Platforms: Unix, Windows
Symbolic gradient is usually computed from tensor.grad(), which offers a more convenient syntax for the common case of wanting the gradient in some expressions with respect to a scalar cost. The grad_sources_inputs() function does the underlying work, and is more flexible, but is also more awkward to use when tensor.grad() can do the job.
A gradient source is a pair (r, g_r), in which r is a Variable, and g_r is a Variable that is a gradient wrt r.
This function traverses the graph backward from the r sources, calling op.grad(...) for all ops with some non-None gradient on an output.
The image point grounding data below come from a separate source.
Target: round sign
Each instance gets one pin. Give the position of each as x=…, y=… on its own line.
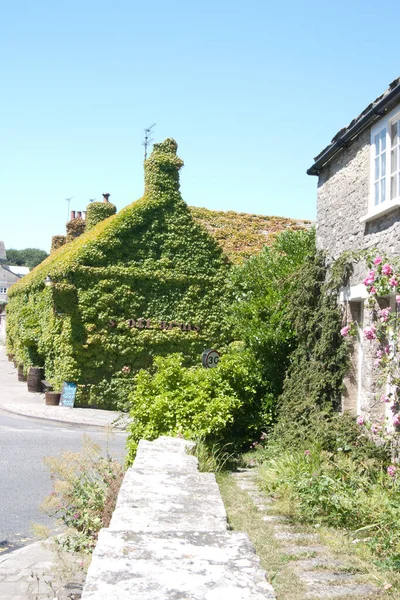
x=210, y=358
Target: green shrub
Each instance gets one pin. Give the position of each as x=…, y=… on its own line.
x=315, y=486
x=85, y=488
x=263, y=288
x=224, y=404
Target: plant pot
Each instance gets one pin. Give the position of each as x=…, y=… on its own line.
x=21, y=376
x=52, y=398
x=35, y=376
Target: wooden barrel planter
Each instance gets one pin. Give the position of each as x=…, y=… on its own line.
x=35, y=376
x=21, y=376
x=52, y=398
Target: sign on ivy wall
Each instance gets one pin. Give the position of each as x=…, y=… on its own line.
x=164, y=325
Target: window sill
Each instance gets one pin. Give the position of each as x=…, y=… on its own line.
x=380, y=210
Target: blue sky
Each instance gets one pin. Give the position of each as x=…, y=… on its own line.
x=251, y=91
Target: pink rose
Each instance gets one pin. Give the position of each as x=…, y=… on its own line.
x=370, y=278
x=370, y=332
x=345, y=331
x=396, y=420
x=387, y=269
x=384, y=314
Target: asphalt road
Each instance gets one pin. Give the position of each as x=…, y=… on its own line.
x=24, y=480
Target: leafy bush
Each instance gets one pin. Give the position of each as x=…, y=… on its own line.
x=85, y=486
x=262, y=315
x=223, y=404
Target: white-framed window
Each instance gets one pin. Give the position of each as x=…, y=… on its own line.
x=385, y=165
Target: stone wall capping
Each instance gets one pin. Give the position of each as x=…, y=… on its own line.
x=168, y=536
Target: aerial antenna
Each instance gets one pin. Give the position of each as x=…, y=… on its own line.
x=69, y=202
x=147, y=139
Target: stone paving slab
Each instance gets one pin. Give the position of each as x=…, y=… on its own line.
x=178, y=565
x=168, y=537
x=186, y=501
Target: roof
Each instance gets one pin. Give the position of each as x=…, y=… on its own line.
x=20, y=271
x=343, y=138
x=242, y=235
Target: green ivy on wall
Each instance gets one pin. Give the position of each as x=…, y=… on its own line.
x=150, y=261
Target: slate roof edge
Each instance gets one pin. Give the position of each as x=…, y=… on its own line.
x=373, y=112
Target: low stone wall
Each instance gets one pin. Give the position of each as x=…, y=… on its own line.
x=168, y=536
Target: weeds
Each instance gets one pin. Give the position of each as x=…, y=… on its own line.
x=85, y=488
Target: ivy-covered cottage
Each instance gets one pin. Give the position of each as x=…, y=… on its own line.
x=146, y=281
x=359, y=209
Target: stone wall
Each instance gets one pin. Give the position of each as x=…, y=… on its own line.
x=343, y=191
x=168, y=536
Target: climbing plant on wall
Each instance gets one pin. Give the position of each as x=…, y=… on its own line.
x=147, y=281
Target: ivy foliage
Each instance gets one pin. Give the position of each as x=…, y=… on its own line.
x=219, y=405
x=313, y=385
x=150, y=261
x=98, y=211
x=261, y=316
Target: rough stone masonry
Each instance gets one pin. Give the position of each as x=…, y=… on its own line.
x=168, y=537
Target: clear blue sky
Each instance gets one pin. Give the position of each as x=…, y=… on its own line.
x=251, y=91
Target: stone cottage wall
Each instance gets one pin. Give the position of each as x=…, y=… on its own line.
x=343, y=190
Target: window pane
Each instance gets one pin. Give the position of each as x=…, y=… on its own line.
x=377, y=193
x=393, y=187
x=376, y=169
x=377, y=145
x=394, y=160
x=394, y=133
x=383, y=140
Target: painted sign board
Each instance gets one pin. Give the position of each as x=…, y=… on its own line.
x=68, y=394
x=210, y=358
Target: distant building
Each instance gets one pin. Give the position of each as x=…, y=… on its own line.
x=8, y=276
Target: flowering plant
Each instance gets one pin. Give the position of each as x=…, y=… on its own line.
x=382, y=280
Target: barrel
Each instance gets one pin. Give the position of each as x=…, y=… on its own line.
x=52, y=398
x=21, y=376
x=35, y=376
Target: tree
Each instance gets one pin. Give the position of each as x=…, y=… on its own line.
x=29, y=257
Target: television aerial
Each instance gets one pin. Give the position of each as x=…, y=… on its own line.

The op.grad(...) functions are called like this:
op.grad(op.inputs[:], [total_gradient(v) for v in op.outputs])
This call to op.grad should return a list or tuple: one symbolic gradient per input. If op has a single input, then op.grad should return a list or tuple of length 1.
For each input wrt to which op is not differentiable, it should return None instead of a Variable instance.
If a source r receives a gradient from another source r2, then the effective gradient on r is the sum of both gradients.
| Parameters: |
|
|---|---|
| Return type: | dictionary whose keys and values are of type Variable |
| Returns: | mapping from each Variable encountered in the backward traversal to its [total] gradient. |